Long-term investment

夢真ホールディングスの銘柄分析。成長性のある高配当銘柄。

夢真ホールディングスとは

株式会社夢真ホールディングス(以下、夢真HDと書きます。)は派遣業種の持ち株会社です。

元々、夢真HDと言えば建設業に特化した派遣事業が特色でした。最近は後述のとおり、他分野の派遣事業者などを買収し、事業を拡大しています。

事業内容

建設技術者派遣事業が主力です。

建設現場での作業について、研修センター(夢トレ)で一定期間教育し、建設技術者として建設現場に中長期で派遣するビジネスモデル。

夢真HDは、オリンピック関連の建設需要や、老朽化したインフラの補修需要にのって、業績を右肩上がりで伸ばしてきました。

M&A事例

会社名 業種 買収額 効力発生日
ネプラス株式会社 IT機器販売、ITエンジニア派遣 20億9,300万円(100%の株式取得) 2018年10月1日
株式会社夢テクノロジー ITエンジニア派遣 1対0.75の株式交換 2019年1月31日
株式会社インフォメーションポート ITエンジニア派遣、ITシステム受託開発 取得価額非公開(93.2%の株式取得) 2019年4月2日
株式会社侍 社会人向けプログラミング学習サービス 取得価額非公開(51.0%の株式取得) 2019年4月24日
ガレネット株式会社 ITエンジニア派遣 7億円(70%の株式取得) 2019年7月1日

このように、夢真HDは活発にM&Aを行い、対応する業種を広げてきました。

ITエンジニア派遣への投資に力を入れていますね。

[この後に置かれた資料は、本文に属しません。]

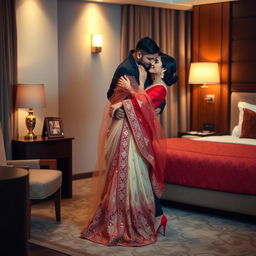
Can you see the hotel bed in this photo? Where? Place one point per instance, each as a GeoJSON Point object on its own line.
{"type": "Point", "coordinates": [217, 171]}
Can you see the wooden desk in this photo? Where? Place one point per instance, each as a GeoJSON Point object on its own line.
{"type": "Point", "coordinates": [58, 148]}
{"type": "Point", "coordinates": [14, 200]}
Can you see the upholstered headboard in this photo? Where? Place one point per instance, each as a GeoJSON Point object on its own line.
{"type": "Point", "coordinates": [249, 97]}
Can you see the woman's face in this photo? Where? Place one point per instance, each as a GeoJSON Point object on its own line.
{"type": "Point", "coordinates": [156, 67]}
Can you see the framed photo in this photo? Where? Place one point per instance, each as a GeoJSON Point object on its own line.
{"type": "Point", "coordinates": [53, 127]}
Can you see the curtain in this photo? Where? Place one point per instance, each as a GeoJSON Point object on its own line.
{"type": "Point", "coordinates": [8, 70]}
{"type": "Point", "coordinates": [171, 29]}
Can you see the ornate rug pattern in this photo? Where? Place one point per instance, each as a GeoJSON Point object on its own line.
{"type": "Point", "coordinates": [188, 233]}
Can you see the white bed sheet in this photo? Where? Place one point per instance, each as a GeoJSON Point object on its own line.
{"type": "Point", "coordinates": [227, 139]}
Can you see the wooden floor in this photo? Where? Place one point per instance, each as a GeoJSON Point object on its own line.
{"type": "Point", "coordinates": [36, 250]}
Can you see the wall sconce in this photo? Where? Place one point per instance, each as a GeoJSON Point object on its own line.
{"type": "Point", "coordinates": [204, 73]}
{"type": "Point", "coordinates": [30, 96]}
{"type": "Point", "coordinates": [97, 43]}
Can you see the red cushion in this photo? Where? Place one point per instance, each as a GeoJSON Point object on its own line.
{"type": "Point", "coordinates": [249, 124]}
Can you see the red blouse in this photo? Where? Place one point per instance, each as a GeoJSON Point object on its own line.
{"type": "Point", "coordinates": [157, 94]}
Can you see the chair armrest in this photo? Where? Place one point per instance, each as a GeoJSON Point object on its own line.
{"type": "Point", "coordinates": [31, 163]}
{"type": "Point", "coordinates": [35, 163]}
{"type": "Point", "coordinates": [49, 163]}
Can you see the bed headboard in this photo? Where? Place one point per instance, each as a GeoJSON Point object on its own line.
{"type": "Point", "coordinates": [249, 97]}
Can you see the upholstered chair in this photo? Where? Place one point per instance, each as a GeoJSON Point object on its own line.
{"type": "Point", "coordinates": [43, 183]}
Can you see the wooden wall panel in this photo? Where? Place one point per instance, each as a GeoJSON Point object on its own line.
{"type": "Point", "coordinates": [243, 28]}
{"type": "Point", "coordinates": [211, 37]}
{"type": "Point", "coordinates": [243, 50]}
{"type": "Point", "coordinates": [245, 9]}
{"type": "Point", "coordinates": [243, 72]}
{"type": "Point", "coordinates": [243, 62]}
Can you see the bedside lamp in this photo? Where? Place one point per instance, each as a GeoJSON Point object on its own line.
{"type": "Point", "coordinates": [204, 73]}
{"type": "Point", "coordinates": [96, 44]}
{"type": "Point", "coordinates": [30, 96]}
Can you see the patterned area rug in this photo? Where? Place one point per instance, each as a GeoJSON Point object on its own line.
{"type": "Point", "coordinates": [188, 233]}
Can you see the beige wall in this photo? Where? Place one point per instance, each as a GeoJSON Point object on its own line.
{"type": "Point", "coordinates": [38, 54]}
{"type": "Point", "coordinates": [84, 77]}
{"type": "Point", "coordinates": [54, 49]}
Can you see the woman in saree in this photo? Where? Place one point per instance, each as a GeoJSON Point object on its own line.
{"type": "Point", "coordinates": [132, 162]}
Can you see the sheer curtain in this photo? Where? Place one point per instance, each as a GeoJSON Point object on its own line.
{"type": "Point", "coordinates": [171, 29]}
{"type": "Point", "coordinates": [8, 69]}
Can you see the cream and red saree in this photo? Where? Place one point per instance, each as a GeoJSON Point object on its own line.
{"type": "Point", "coordinates": [133, 151]}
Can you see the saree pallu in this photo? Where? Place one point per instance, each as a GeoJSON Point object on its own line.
{"type": "Point", "coordinates": [126, 213]}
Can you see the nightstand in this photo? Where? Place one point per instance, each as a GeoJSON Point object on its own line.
{"type": "Point", "coordinates": [193, 134]}
{"type": "Point", "coordinates": [43, 148]}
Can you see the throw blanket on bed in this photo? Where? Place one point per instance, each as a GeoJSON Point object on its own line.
{"type": "Point", "coordinates": [211, 165]}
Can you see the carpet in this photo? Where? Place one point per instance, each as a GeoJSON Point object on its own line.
{"type": "Point", "coordinates": [189, 233]}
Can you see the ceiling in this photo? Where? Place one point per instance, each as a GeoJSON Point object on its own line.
{"type": "Point", "coordinates": [172, 4]}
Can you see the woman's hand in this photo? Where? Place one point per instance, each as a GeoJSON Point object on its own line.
{"type": "Point", "coordinates": [142, 76]}
{"type": "Point", "coordinates": [124, 82]}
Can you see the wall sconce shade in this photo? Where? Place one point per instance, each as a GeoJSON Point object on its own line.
{"type": "Point", "coordinates": [204, 73]}
{"type": "Point", "coordinates": [97, 43]}
{"type": "Point", "coordinates": [30, 96]}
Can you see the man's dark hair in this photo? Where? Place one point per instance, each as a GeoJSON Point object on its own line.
{"type": "Point", "coordinates": [147, 45]}
{"type": "Point", "coordinates": [169, 63]}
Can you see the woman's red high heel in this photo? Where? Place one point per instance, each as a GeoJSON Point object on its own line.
{"type": "Point", "coordinates": [162, 224]}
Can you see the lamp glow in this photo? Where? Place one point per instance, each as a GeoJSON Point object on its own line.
{"type": "Point", "coordinates": [204, 73]}
{"type": "Point", "coordinates": [30, 96]}
{"type": "Point", "coordinates": [97, 43]}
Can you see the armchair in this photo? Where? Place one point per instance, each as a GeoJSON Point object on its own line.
{"type": "Point", "coordinates": [43, 183]}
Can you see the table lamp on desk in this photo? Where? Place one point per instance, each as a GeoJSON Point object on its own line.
{"type": "Point", "coordinates": [30, 96]}
{"type": "Point", "coordinates": [204, 73]}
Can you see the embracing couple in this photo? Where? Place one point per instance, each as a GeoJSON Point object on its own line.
{"type": "Point", "coordinates": [132, 151]}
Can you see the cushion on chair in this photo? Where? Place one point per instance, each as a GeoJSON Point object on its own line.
{"type": "Point", "coordinates": [44, 182]}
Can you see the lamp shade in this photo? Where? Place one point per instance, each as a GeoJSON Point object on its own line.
{"type": "Point", "coordinates": [30, 96]}
{"type": "Point", "coordinates": [97, 40]}
{"type": "Point", "coordinates": [204, 73]}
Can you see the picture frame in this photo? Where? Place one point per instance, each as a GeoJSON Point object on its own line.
{"type": "Point", "coordinates": [53, 127]}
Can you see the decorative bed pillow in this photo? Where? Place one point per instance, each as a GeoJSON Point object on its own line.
{"type": "Point", "coordinates": [241, 107]}
{"type": "Point", "coordinates": [249, 124]}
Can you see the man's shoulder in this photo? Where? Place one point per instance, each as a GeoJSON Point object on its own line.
{"type": "Point", "coordinates": [127, 66]}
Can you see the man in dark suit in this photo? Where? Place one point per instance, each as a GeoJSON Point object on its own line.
{"type": "Point", "coordinates": [145, 53]}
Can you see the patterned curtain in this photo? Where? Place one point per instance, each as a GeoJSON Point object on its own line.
{"type": "Point", "coordinates": [171, 29]}
{"type": "Point", "coordinates": [8, 70]}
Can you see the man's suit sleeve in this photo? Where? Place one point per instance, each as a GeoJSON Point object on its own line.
{"type": "Point", "coordinates": [118, 73]}
{"type": "Point", "coordinates": [162, 106]}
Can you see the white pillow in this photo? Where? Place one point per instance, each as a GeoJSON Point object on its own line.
{"type": "Point", "coordinates": [241, 105]}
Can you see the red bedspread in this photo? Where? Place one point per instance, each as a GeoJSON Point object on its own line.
{"type": "Point", "coordinates": [220, 166]}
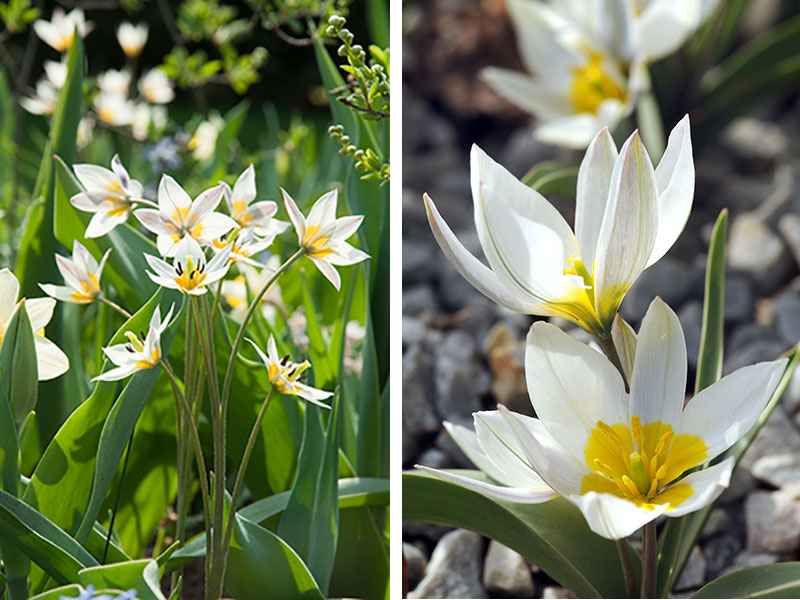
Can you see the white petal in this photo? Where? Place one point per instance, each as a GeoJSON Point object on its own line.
{"type": "Point", "coordinates": [245, 186]}
{"type": "Point", "coordinates": [40, 311]}
{"type": "Point", "coordinates": [675, 180]}
{"type": "Point", "coordinates": [171, 196]}
{"type": "Point", "coordinates": [51, 361]}
{"type": "Point", "coordinates": [571, 386]}
{"type": "Point", "coordinates": [215, 225]}
{"type": "Point", "coordinates": [613, 517]}
{"type": "Point", "coordinates": [629, 228]}
{"type": "Point", "coordinates": [206, 202]}
{"type": "Point", "coordinates": [116, 374]}
{"type": "Point", "coordinates": [508, 494]}
{"type": "Point", "coordinates": [152, 220]}
{"type": "Point", "coordinates": [524, 237]}
{"type": "Point", "coordinates": [559, 469]}
{"type": "Point", "coordinates": [478, 274]}
{"type": "Point", "coordinates": [295, 216]}
{"type": "Point", "coordinates": [328, 270]}
{"type": "Point", "coordinates": [524, 91]}
{"type": "Point", "coordinates": [59, 292]}
{"type": "Point", "coordinates": [344, 254]}
{"type": "Point", "coordinates": [594, 182]}
{"type": "Point", "coordinates": [94, 178]}
{"type": "Point", "coordinates": [498, 443]}
{"type": "Point", "coordinates": [723, 412]}
{"type": "Point", "coordinates": [707, 485]}
{"type": "Point", "coordinates": [9, 292]}
{"type": "Point", "coordinates": [624, 338]}
{"type": "Point", "coordinates": [324, 210]}
{"type": "Point", "coordinates": [659, 369]}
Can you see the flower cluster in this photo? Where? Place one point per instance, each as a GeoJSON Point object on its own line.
{"type": "Point", "coordinates": [114, 101]}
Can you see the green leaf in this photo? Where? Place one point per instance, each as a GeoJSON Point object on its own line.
{"type": "Point", "coordinates": [38, 538]}
{"type": "Point", "coordinates": [709, 364]}
{"type": "Point", "coordinates": [285, 576]}
{"type": "Point", "coordinates": [767, 581]}
{"type": "Point", "coordinates": [552, 535]}
{"type": "Point", "coordinates": [60, 486]}
{"type": "Point", "coordinates": [18, 369]}
{"type": "Point", "coordinates": [310, 523]}
{"type": "Point", "coordinates": [139, 575]}
{"type": "Point", "coordinates": [353, 492]}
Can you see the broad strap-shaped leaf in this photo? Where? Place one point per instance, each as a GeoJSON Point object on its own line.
{"type": "Point", "coordinates": [781, 580]}
{"type": "Point", "coordinates": [139, 575]}
{"type": "Point", "coordinates": [285, 576]}
{"type": "Point", "coordinates": [38, 538]}
{"type": "Point", "coordinates": [552, 535]}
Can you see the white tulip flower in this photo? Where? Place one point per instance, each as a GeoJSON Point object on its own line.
{"type": "Point", "coordinates": [81, 274]}
{"type": "Point", "coordinates": [109, 194]}
{"type": "Point", "coordinates": [136, 354]}
{"type": "Point", "coordinates": [247, 213]}
{"type": "Point", "coordinates": [640, 30]}
{"type": "Point", "coordinates": [621, 457]}
{"type": "Point", "coordinates": [323, 235]}
{"type": "Point", "coordinates": [114, 83]}
{"type": "Point", "coordinates": [132, 38]}
{"type": "Point", "coordinates": [575, 86]}
{"type": "Point", "coordinates": [156, 87]}
{"type": "Point", "coordinates": [44, 101]}
{"type": "Point", "coordinates": [179, 217]}
{"type": "Point", "coordinates": [627, 216]}
{"type": "Point", "coordinates": [285, 375]}
{"type": "Point", "coordinates": [51, 361]}
{"type": "Point", "coordinates": [189, 273]}
{"type": "Point", "coordinates": [114, 109]}
{"type": "Point", "coordinates": [58, 33]}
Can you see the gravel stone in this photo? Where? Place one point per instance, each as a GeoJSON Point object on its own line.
{"type": "Point", "coordinates": [773, 520]}
{"type": "Point", "coordinates": [754, 249]}
{"type": "Point", "coordinates": [460, 379]}
{"type": "Point", "coordinates": [416, 563]}
{"type": "Point", "coordinates": [454, 568]}
{"type": "Point", "coordinates": [506, 572]}
{"type": "Point", "coordinates": [777, 470]}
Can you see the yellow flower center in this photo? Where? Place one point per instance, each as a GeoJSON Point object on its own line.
{"type": "Point", "coordinates": [89, 290]}
{"type": "Point", "coordinates": [190, 277]}
{"type": "Point", "coordinates": [186, 225]}
{"type": "Point", "coordinates": [316, 244]}
{"type": "Point", "coordinates": [281, 373]}
{"type": "Point", "coordinates": [592, 85]}
{"type": "Point", "coordinates": [638, 462]}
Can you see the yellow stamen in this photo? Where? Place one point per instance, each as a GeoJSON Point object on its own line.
{"type": "Point", "coordinates": [592, 85]}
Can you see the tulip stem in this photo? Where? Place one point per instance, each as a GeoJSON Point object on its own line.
{"type": "Point", "coordinates": [627, 567]}
{"type": "Point", "coordinates": [649, 561]}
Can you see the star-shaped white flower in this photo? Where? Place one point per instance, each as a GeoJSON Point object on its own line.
{"type": "Point", "coordinates": [58, 33]}
{"type": "Point", "coordinates": [51, 361]}
{"type": "Point", "coordinates": [132, 38]}
{"type": "Point", "coordinates": [189, 272]}
{"type": "Point", "coordinates": [285, 375]}
{"type": "Point", "coordinates": [136, 354]}
{"type": "Point", "coordinates": [179, 217]}
{"type": "Point", "coordinates": [247, 213]}
{"type": "Point", "coordinates": [81, 274]}
{"type": "Point", "coordinates": [323, 235]}
{"type": "Point", "coordinates": [108, 194]}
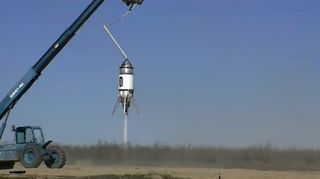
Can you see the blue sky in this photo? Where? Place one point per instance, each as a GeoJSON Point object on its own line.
{"type": "Point", "coordinates": [214, 73]}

主力の建設技術者派遣と並ぶ、収益の柱になることが期待されます。

営業利益の推移

右肩上がりで伸びています。ただ会社の目標が高すぎて、未達になる年もあります。

フリーキャッシュフローの推移

マイナスに転落したのは2016年だけです。積極的に投資している中で、フリーキャッシュフローのプラスを維持できています。

ROEの推移

ROEは高位な水準で推移しています。株主資本を効率的に活用して、利益をあげられています。

配当金の推移

2円から35円まで上がるスピードが早かったが、その後高止まりしています。

業績が良くフリーCFも積み上がっているだけに、そろそろ次の増配があっても良いような。もっとも、現時点(株価850円前後)でも、配当利回りは4%程度あり、高配当株と言えます。

自社株買い

夢真HDは自社株買いを積極的に行っています。2018年12月20日から開始した自社株買いの枠(20億円)を、8月末時点でほぼ使い切りました。

すると、自社株買の枠を10億円追加することが、9月9日付で発表されました。自社株買いの期間は、2019年12月19日まで延長。

相場状況が不安定な中で、株価を支えようというのは、株主にとっては心強いでしょう。

参考 自己株式取得の取得枠拡大及び取得期間延長に関するお知らせ夢真HD・IR(別窓で開きます。)

個人的な評価

日本中の橋や学校が老朽化していて補修が必要であることや、国土強靭化計画などを考えると、建設需要はオリンピック終了後も続くものと思います。建設技術者派遣事業を主力とする夢真HDには追い風です。

成長性と配当利回りが高く、自社株買いによる株主還元にも積極的。成長株と見ても、高配当株と見ても、魅力があります。

ただ、建設業は市況の影響を受けやすいと考えられ、その点には注意が必要です。ITエンジニア派遣事業などへの投資で、事業ポートフォリオが多少分散される見込みですが、主力が建設技術者派遣事業であることは、変わりません。

生活必需品やヘルスケアセクターの高配当銘柄のような、長期的な安定感は期待しない方が良いでしょう。ある程度成長したら、利確も視野に入れるべきかもしれません。